On Saturday afternoon, eighty-six year old Ruth Whitfield was just stopping by the Tops grocery store in East Buffalo after spending another day caring for her husband who resides in a nearby assisted living residence. For fifty years she had been a member of the Durham AME Zion Church, where she sang in the choir. Then her life was violently taken by a white supremacist who livestreamed his slaughter of Mrs. Whitfield’s life along with the others who also thought they were just stopping by their neighborhood grocery.

This is only the latest in a long torrent of racist shootings in our country, following the massacres of nine African Americans in a Charleston church Bible study in 2015, eleven Jews worshiping in a Pittsburgh synagogue in 2018, more than twenty Latinx persons in an El Paso Walmart in 2019, and a horrible span of violence against Asian Americans last year, including six who were murdered in Atlanta’s health spas. But these are not just numbers. They are all persons like Ruth Whitfield, who were quietly and faithfully going about their lives, created in the image of God with dignity and honor, and whose holy lives were obliterated by readily available guns wielded by white men whose violence was cultivated by pervasive racism.

The gunman’s decision to livestream his slaughter of the innocent lives in a grocery store assumed there was an audience for his atrocity. And the horrible reality is that he was right.
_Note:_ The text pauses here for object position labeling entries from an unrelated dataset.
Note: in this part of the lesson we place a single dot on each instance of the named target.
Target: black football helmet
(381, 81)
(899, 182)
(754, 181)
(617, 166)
The document he published before the shooting cited references to the murder of those at the Mother Emanuel Church in Charleston and the slaughter of fifty-one Muslims in New Zealand. Each of these horrors seems to feed the next one.

So when people of color don’t feel safe in a grocery store and the other public spaces of daily life, and when their hearts feel the age-old hurt of spoiling the innocence of their children with the cruel acknowledgment of the dangers directed toward them because of the color of their skin, all of us as members of the human community are called to do more than simply understand their pain. We are called to be allies with them in the pursuit of change.

Our Seminary joins the houses of worship around the country in deep lament over all of the people, including Ruth Whitfield, who have been murdered by the racism that persists in our nation. We will continue to form leaders committed to a more just society, and we will keep proclaiming the biblical vision of a city with a river of life flowing through it that nurtures abundant life for all of God’s beloved creation.

There will be a service of prayer in the Seminary Chapel today at noon. Everyone is invited to attend.